DLR-RM / AugmentedAutoencoder

Official Code: Implicit 3D Orientation Learning for 6D Object Detection from RGB Images
MIT License
336 stars 97 forks source link

Training parameters and other questions #92

Closed aaronsng closed 3 years ago

aaronsng commented 3 years ago

Hi, I've been using the AAE and I must say it is pretty remarkable algorithm that you have developed here. I've recently attempted to deploy the algorithm in a real world situation, to identify an object from a distance in an uncontrolled environment. Due to an NDA, I'm not allowed to disclose the CAD file and what is the object specifically, but I can say that it is something like the photo that follows.

image

The object is placed within 10 metres from the camera. After deploying and testing the AAE with a live video feed, the AAE is consistently unable to provide a steady orientation. I'm not sure if its the AAE inability to be deployed in an uncontrolled environment or is due to the misunderstanding of training parameters that I used. Hence, I would like to clarify the following parameters (apologies, I don't have much experience with OpenGL or CAD-ding in general):

  1. Vertex scale -> I understand that this is the scale of the vertices in the CAD file, but how will this affect inference? Specifically, in Blender, I went to change the scale of the vertices such that when I used the ruler tool, it would reflect the actual size of the object. Will this have any effect on the training parameters?
  2. Object Origin in the CAD file -> What's the difference between global and local origin and how should I set the origin in the object?
  3. What is the coordinate system of the rotation matrix based on, is it with respect to the camera or to the object?

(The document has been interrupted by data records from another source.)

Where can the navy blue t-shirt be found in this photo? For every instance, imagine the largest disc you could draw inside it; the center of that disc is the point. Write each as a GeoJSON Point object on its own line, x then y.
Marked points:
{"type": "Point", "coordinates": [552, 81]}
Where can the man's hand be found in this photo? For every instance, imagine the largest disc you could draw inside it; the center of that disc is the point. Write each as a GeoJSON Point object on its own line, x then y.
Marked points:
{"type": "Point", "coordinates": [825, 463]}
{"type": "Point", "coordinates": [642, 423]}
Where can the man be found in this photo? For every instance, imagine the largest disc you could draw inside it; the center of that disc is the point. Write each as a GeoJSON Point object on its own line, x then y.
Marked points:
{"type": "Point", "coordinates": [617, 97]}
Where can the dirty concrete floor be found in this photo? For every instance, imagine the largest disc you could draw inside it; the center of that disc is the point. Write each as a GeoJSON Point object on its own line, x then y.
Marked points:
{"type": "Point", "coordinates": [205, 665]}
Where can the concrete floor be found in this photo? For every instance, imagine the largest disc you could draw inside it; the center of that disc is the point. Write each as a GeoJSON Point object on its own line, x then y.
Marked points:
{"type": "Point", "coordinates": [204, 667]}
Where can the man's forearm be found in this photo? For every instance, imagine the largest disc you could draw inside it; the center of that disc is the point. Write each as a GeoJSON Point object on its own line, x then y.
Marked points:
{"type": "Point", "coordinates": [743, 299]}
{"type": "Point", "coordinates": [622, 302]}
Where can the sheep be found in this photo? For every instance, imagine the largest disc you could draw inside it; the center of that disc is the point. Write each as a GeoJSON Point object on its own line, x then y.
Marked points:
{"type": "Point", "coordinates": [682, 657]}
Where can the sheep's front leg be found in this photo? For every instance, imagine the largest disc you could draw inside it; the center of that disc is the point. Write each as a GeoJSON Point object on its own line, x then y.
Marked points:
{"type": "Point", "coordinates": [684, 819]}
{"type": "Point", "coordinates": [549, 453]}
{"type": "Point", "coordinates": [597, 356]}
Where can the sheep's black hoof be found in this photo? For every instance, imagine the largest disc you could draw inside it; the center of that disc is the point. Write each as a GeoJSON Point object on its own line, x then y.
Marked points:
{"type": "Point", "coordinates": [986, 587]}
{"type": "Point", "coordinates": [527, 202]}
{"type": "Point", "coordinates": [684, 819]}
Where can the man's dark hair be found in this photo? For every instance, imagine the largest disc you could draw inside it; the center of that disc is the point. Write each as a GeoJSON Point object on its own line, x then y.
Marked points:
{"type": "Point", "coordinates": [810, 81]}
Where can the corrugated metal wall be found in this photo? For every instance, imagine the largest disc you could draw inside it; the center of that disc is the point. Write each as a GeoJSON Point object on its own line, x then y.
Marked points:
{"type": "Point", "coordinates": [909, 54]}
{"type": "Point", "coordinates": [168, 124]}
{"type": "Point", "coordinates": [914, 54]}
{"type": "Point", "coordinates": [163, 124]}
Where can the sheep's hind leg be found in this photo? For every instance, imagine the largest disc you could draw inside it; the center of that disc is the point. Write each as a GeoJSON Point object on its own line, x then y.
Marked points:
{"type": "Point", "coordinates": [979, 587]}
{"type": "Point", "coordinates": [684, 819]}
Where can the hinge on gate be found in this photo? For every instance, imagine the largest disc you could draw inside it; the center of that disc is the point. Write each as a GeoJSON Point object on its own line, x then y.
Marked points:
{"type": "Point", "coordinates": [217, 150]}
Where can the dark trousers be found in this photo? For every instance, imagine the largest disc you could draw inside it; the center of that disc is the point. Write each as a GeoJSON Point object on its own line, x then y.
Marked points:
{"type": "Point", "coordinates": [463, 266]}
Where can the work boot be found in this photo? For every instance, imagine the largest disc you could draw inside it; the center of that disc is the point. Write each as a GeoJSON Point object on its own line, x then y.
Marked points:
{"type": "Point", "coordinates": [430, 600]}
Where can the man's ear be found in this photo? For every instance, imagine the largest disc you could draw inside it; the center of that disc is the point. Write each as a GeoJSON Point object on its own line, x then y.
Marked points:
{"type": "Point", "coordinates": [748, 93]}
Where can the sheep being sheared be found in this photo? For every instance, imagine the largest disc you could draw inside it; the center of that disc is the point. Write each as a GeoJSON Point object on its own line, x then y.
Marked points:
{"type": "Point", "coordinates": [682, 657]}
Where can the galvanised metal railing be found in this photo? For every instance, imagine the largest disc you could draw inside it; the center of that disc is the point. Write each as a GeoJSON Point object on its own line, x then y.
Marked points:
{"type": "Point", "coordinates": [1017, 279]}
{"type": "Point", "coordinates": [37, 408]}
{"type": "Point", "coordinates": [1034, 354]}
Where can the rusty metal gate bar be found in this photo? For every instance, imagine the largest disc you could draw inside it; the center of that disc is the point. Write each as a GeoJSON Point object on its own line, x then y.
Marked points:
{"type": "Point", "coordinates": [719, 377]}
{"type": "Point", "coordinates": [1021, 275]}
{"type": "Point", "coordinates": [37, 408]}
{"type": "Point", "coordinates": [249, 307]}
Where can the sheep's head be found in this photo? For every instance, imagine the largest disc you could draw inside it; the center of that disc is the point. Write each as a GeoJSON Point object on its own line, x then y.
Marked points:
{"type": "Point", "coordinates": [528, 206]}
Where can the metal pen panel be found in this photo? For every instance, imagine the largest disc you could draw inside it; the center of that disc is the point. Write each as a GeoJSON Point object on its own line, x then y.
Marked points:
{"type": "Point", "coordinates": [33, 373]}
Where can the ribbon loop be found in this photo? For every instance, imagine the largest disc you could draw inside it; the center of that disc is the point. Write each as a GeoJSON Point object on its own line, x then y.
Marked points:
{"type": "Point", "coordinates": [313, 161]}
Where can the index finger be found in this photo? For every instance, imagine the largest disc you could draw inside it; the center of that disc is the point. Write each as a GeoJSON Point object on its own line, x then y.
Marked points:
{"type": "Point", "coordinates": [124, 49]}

Here are the notable changes I have made to the training parameters: Bootstrap Ratio: 8 Radius: 1000 Iterations: 50,000 Vertex Scale: 10.8 // As described above Batch Size: 64 After performing inference, I would take the inferred rotation matrix and convert it to it's equivalent quaternion representation, but it has occurred to me that by doing so, it might lose information such as the order of multiplication. I used the pysxid library that you included in the repo to convert it

MartinSmeyer commented 3 years ago

Thank you!

ae_train your_group/your_ae -d 

Should be clear and fully visible, otherwise you will get garbage-in garbage-out.

Otherwise, it looks alright and if the model has texture, it should work alright. At a distance of 10m an RGB image might not be sufficient to accurately estimate the distance so you might have a look into pose refinement methods using depth data like ICP. But if it is for navigation, it should be enough.

aaronsng commented 3 years ago

Thanks MartinSmeyer!

Just one last clarification. If your vertex scale is 1000, your radius will be in metres? Same applies with the value of 1, your radius will be in milimetres?

MartinSmeyer commented 3 years ago

radius will always be in mm!